Детство действительно связано с подчинением – есть такой определенный коридор подчинения, который даже маркирован в некоторых культурах. Например, нельзя представить себе более тиранского тирана, чем младенец. И он должен быть тираном, он ради этого и существует. Это важно и потому, что им должен быть освоен принцип наслаждения: пусть сработает и отгорит затяжная галлюцинация, которая не подкреплена реальностью. Все желания маленького ребёнка, несмышленыша должны всячески и максимально исполняться, чтобы он как-то закрепился в принципе наслаждения. Потом ему это очень понадобится, и отсутствие признанного детского самодержавия ничто не сможет компенсировать.

А вот реальность всегда успеет сказать своё жёсткое слово. Поэтому ребенку позволено то, что не позволено никому из взрослых, кроме тирана. Это нечто прямо противоположное опыту подчинения, но подобное имеет место до определенной стадии метаморфозы. Подобно тому как личинка в своё время неизбежно начинает окукливаться, так и здесь происходят некоторые видимые изменения, срабатывает определенная сигнализация, и наступает иное бытие, запускается другая культура – человек сформировался, у него есть желания. Когда же приходит полнота созревания, мы можем отыскать среди теневых практик очередную (противоположную) культурную стратегию, в рамках которой действительно требуется максимальное подчинение. Подлинная полнота проживаемых возрастов, которая и составляет сумму времен, предъявляемых к человеческой жизни, дает возможность обретения экзистенциального богатства. Ребёнок ведь нередко существует в социальной и психологической скудости, в своеобразном «минимализме», в унылой атмосфере битья по рукам и т. п. В результате засилья такого минимализма и формируется нечто минимальное. Случаются подлинно трагические вещи. Страшно, когда, например, ребёнок, растущий в семье алкоголиков ещё сам ни о чём не знает, но извне, даже беглым взглядом, уже видно, что он, скорее всего, обречён стать таким же алкоголиком. Кто-то выберется, но большая часть сгинет таким образом. Грустно сознавать неизбежное.
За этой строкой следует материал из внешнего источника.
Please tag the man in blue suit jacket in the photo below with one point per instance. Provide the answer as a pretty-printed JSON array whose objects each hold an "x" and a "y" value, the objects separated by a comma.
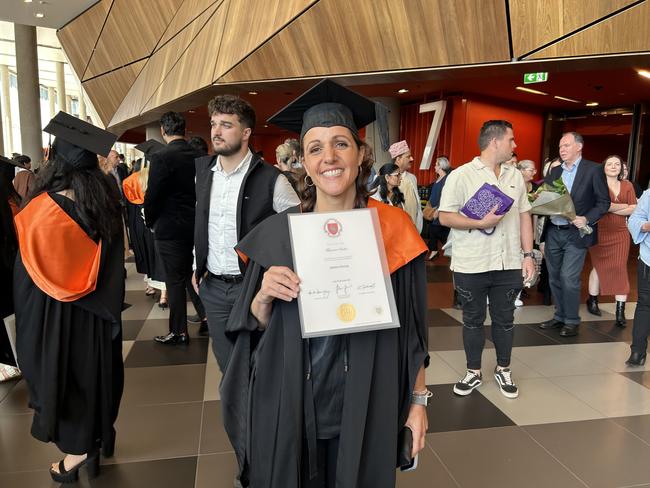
[{"x": 565, "y": 248}]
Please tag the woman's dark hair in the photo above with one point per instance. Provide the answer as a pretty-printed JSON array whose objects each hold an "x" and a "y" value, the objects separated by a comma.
[
  {"x": 96, "y": 197},
  {"x": 308, "y": 194},
  {"x": 619, "y": 176},
  {"x": 397, "y": 198}
]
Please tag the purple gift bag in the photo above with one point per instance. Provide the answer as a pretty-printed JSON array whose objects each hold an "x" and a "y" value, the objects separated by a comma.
[{"x": 484, "y": 200}]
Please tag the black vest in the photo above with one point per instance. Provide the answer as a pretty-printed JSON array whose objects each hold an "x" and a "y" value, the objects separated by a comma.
[{"x": 254, "y": 203}]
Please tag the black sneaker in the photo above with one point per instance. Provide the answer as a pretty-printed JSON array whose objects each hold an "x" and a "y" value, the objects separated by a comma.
[
  {"x": 465, "y": 386},
  {"x": 506, "y": 385}
]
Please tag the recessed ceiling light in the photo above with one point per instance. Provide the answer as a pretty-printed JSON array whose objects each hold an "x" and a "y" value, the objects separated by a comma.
[
  {"x": 530, "y": 90},
  {"x": 557, "y": 97}
]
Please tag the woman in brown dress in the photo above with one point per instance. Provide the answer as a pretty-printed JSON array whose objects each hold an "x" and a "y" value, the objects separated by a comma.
[{"x": 609, "y": 256}]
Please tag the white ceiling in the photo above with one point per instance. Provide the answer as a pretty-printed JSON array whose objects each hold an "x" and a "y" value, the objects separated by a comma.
[{"x": 56, "y": 13}]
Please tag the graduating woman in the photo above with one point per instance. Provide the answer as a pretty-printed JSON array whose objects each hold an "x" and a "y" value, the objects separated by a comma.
[
  {"x": 326, "y": 411},
  {"x": 68, "y": 289}
]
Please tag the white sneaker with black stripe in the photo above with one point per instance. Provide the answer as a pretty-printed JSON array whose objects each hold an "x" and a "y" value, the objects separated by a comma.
[
  {"x": 466, "y": 386},
  {"x": 506, "y": 385}
]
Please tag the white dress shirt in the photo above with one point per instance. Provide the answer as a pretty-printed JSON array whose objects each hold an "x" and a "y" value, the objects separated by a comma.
[{"x": 222, "y": 218}]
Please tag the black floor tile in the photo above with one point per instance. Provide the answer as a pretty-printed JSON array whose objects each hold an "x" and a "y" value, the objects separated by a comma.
[
  {"x": 151, "y": 353},
  {"x": 439, "y": 274},
  {"x": 438, "y": 318},
  {"x": 448, "y": 411},
  {"x": 131, "y": 329},
  {"x": 525, "y": 336},
  {"x": 641, "y": 377}
]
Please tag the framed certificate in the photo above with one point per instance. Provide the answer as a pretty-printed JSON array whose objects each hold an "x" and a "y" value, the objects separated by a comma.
[{"x": 345, "y": 283}]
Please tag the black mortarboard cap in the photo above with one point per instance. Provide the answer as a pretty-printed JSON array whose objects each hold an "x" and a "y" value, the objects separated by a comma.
[
  {"x": 77, "y": 140},
  {"x": 327, "y": 104},
  {"x": 150, "y": 146}
]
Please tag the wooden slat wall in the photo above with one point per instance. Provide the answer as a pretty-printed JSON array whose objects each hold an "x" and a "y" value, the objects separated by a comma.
[
  {"x": 624, "y": 33},
  {"x": 535, "y": 23},
  {"x": 158, "y": 66},
  {"x": 245, "y": 33},
  {"x": 194, "y": 69},
  {"x": 187, "y": 13},
  {"x": 107, "y": 91},
  {"x": 78, "y": 38},
  {"x": 132, "y": 30}
]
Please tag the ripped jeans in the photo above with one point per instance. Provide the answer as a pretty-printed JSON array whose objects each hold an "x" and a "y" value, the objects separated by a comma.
[{"x": 474, "y": 289}]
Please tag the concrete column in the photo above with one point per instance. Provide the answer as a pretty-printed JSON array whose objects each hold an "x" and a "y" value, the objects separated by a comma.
[
  {"x": 372, "y": 131},
  {"x": 82, "y": 104},
  {"x": 6, "y": 110},
  {"x": 60, "y": 86},
  {"x": 29, "y": 105},
  {"x": 51, "y": 97},
  {"x": 153, "y": 132}
]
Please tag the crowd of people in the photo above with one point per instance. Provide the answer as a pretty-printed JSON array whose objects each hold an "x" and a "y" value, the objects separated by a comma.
[{"x": 338, "y": 410}]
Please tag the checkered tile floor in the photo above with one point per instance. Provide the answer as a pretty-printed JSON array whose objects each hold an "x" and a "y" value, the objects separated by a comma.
[{"x": 582, "y": 418}]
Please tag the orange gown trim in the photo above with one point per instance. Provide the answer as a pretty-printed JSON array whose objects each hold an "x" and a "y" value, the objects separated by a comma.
[
  {"x": 402, "y": 241},
  {"x": 132, "y": 189},
  {"x": 61, "y": 259}
]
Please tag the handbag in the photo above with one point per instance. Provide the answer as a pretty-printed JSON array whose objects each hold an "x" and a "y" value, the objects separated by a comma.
[{"x": 484, "y": 200}]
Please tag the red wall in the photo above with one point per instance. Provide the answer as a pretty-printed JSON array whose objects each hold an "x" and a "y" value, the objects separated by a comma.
[{"x": 459, "y": 132}]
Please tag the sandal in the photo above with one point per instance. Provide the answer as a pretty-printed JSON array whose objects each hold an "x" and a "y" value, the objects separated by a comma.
[
  {"x": 9, "y": 373},
  {"x": 62, "y": 476}
]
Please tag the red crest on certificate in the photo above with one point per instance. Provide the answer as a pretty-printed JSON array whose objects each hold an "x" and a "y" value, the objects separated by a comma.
[{"x": 333, "y": 227}]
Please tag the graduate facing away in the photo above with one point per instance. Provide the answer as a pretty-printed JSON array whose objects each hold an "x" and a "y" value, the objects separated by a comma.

К.П.: Обратите внимание, что у Александра Куприяновича скрытым образом прозвучал 3. Фрейд. Помните о принципе наслаждения и принципе реальности?38 Детство – это воплощённый принцип наслаждения. Взросление же – становление принципа реальности. Подросток – фигура сложная. Но я бы не согласился, что подросток – полная противоположность ребёнку, даже если он и предстает таким внешне. Эта «праздник непослушания», трудный возраст и т. д. Но в экстремальных ситуациях детство внутри подростка обнаруживается с прежней силой. Что бесконечно обыгрывается в американских боевиках с тем же Шварценеггером? Его дочка – та, которую потом украдут – никогда не слушается. Хотя и нежно любит отца, но не слушается и всё делает ему поперек. И он мучается, оттого что воспитание «не получается». Но тут приходят «плохие дяди» и ставят её в действительно экстремальную ситуацию, и она понимает, чего стоит папа, и раскрывается полностью как ребёнок. И, может быть, свидетельством того, что подросток стал уже взрослым, служит то обстоятельство, что в экстремальной ситуации детство в нём не обнаруживается, – его уже нет. Как уже нет слёз, когда надо бы заплакать.